Portuguese American Journal

Viva! Portuguese nation celebrates 50 years of democracy and freedom! – Portugal

Portugal celebrates today the 50th anniversary of the Carnation Revolution (Revolução dos Cravos), the nation’s “Freedom Day,” when a military coup ended the Estado Novo authoritarian regime, led by Antonio Oliveira Salazar, Europe’s longest-lived dictatorship and 13 years of colonial wars in Africa.

On April 25, 1974, some 200 to 300 officers calling themselves the Armed Forces Movement (Movimento das Forças Armadas; MFA), led by General António Spinola and General Francisco da Costa Gomes, and other prominent civilian and military leaders, planned and implemented the coup.

Backed by idealist young military captains, the rebellion quickly turned into a popular uprising joined by jubilant crowds. The military officers opposed the regime’s colonial wars in Africa and the lack of political freedoms at home. The coup was largely bloodless and involved a broad range of individuals, organized groups, and civil society.

The rebellion, also known as the April 25th Revolution, is one of the most significant events in Portuguese history, also named the “Carnation Revolution” after the crowds held red carnations as a symbol of the bloodless military takeover that brought democracy and civil liberties to the Portuguese people.

In 1974, more than half of Portugal’s government budget was spent with the military engaged in wars in three of Portugal’s colonies in Africa. Under the newly established democratic rule, a swift decolonization program was implemented granting independence to Guinea-Bissau, Mozambique, Cape Verde Islands, Sao Tome and Principe, and Angola.

After the military takeover, ruling Prime Minister Marcelo Caetano was overthrown and forced into exile in Brazil. António  Spinola took charge of a Provisional Government, immediately restoring civil liberties that held democratic general elections, leading the country to a swift transition to democracy. Hundreds of political prisoners were released.

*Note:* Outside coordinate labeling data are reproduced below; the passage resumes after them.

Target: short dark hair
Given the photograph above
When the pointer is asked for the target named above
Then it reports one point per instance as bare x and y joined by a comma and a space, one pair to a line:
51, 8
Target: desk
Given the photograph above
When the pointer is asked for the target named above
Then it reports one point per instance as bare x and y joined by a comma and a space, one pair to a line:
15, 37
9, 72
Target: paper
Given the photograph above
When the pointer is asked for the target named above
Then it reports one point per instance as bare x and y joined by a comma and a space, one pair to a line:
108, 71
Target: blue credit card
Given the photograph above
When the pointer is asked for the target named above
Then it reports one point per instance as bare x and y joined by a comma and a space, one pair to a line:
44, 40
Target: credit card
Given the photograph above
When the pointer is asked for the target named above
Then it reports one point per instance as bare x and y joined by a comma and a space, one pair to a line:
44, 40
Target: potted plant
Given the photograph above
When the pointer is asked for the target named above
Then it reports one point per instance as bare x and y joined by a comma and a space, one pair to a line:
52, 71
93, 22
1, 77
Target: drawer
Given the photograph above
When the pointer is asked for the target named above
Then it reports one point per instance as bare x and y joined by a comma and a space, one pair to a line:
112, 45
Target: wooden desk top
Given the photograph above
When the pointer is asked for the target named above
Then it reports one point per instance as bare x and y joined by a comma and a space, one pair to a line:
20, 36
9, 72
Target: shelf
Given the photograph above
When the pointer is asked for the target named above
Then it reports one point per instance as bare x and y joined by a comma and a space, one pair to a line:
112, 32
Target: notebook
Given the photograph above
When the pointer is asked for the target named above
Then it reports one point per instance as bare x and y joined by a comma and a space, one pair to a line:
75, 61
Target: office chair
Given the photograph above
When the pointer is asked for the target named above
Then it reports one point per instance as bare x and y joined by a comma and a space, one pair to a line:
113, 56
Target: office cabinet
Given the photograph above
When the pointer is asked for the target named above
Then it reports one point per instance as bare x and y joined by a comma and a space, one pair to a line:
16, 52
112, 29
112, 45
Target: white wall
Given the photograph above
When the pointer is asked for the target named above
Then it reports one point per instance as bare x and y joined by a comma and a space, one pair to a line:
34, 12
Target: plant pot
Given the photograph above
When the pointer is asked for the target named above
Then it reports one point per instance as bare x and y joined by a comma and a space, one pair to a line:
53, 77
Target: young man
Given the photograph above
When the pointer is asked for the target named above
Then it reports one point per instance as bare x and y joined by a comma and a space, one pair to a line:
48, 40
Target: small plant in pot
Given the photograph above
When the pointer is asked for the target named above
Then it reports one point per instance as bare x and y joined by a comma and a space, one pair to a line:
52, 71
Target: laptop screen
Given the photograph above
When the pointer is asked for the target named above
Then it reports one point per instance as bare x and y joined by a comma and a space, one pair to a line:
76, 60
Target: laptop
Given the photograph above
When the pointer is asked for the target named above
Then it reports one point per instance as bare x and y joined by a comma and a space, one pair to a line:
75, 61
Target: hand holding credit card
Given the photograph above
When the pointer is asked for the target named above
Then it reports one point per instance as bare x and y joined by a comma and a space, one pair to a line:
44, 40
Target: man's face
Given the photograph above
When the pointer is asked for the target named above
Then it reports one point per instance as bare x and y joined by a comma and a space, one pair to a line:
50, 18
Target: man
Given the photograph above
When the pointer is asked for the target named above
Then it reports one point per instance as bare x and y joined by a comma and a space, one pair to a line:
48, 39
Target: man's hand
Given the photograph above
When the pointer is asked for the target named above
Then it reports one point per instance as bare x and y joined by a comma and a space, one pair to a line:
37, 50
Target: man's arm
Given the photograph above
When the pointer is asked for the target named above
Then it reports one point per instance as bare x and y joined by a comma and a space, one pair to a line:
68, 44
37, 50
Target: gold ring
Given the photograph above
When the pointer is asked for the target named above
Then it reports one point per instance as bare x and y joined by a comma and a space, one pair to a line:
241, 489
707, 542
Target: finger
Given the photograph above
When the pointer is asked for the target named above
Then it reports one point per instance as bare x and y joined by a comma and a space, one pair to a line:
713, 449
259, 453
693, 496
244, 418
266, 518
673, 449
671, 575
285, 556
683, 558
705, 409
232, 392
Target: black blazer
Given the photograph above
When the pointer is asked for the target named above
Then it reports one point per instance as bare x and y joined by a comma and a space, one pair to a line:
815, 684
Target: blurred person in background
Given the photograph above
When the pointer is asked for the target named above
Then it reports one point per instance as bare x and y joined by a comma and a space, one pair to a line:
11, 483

A new Constitution was drafted and approved in 1976 establishing a democratic and pluralist political system, enshrining basic human rights, and setting out the principles of the rule of law and separation of powers. Over the next decades, a stable multi-party system was established.

The new Constitution, widely supported by the Portuguese people, led to Portugal’s first free elections under universal suffrage exactly one year later, replacing the authoritarian Constitution of the Estado Novo regime established in 1933.

It established a presidential system of government with a prime minister and a unicameral parliament. The constitution also guaranteed freedom of expression, association, and religion, as well as the right to education, equal rights for women, health, and social security. Helping to consolidate the country’s transition to democracy, it has since been amended several times to reflect changing political and social circumstances.

Following the transition to democracy, in 1980, the archipelagos of Madeira and the Azores became autonomous self-governed regions. In 1986, Portugal became a member of the European Union and has since evolved as a modern democratic state where the Portuguese population (10,632,069) enjoys many civil liberties.

Since 1974, the 25th of April Carnation Revolution has been celebrated with a national holiday programmed with official political and cultural events nationwide and across the world. To this day, the 25th April Revolution is a source of pride in Portugal, where the anniversary is called “Freedom Day”.